Calcium capers

Just better bones? No, calcium plays other, more crucial roles within our bodies

 
Published: Friday 15 January 1999

every schoolchild knows that calcium is very important for growth, particu-larly so as it helps our bodies develop better bones and teeth. Well, it turns out that calcium has 'other' important roles to play too. It is a crucial element in the intricate processes of inter-cellular communication, known as signal transduction, as also between the external world and our sense organs. The intricacy of signal transduction, especially of the part played by calcium, is brought out in an elegant piece of work reported by Sangeeta Chawla and her colleagues from the Laboratory of Molecular Biology in Cambridge, uk, ( Science , Vol 281, No 2587).

Like the pituitary cells, most other cells start dividing when presented with agents known as mitogens. Cell division requires the synthesis of a number of specialised proteins, and that, in turn, depends on 'turning on' the activities of genes that encode those proteins.
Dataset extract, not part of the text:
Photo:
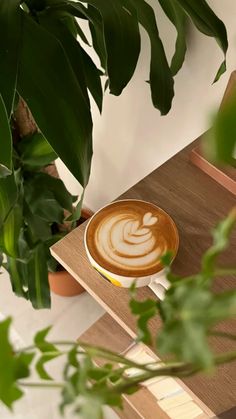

In short, the mitogen has to 'activate' certain genes, to transcribe. In order to do so, the cell has to first cause its internal calcium levels to increase. The calcium stimulates or rather, activates, the right genes. Cells normally increase their calcium levels in two ways: first, by pulling calcium in from the outside and secondly, by releasing calcium from stores inside themselves. This increase in calcium stimulates a cascade, part of which involves recruitment of a protein known as cbp which, in combination with another protein known as creb , stimulates gene expression.

Chawla and her team have made the interesting discovery that even though both depend on a rise in internal calcium, changes induced by these two proteins can be differentiated. This is done by separating the calcium signal into two distinct spatial components. One consists of an increase in calcium within the body of the cell, the cytoplasm. The other is a calcium increase caused within the nucleus, which contains the genetic material. It turns out that an increase in cytoplasmic calcium provides the cbp recruitment signal but is unable to stimulate the transcription step which is mediated jointly by cbp and creb . The latter requires an increase in the calcium level within the nucleus as well as an accessory small molecule known as cyclic amp (c amp ). Nuclear calcium activates an enzyme that, together with c amp , influences a specific portion of the cbp molecule that is important for gene transcription.

There are three take-home lessons of this study. Firstly, small molecules can be present at different concentrations at different locations within the same tiny cell that are a thirtieth of a millimetre or smaller in diameter. Secondly, regional differences can be of crucial importance within the living cell. And finally, the same signal coming from the outside is differently analysed in the nucleus and the cytoplasm, and a signal in the cytoplasm does not automatically mean one in the nucleus. There. We go home enlightened.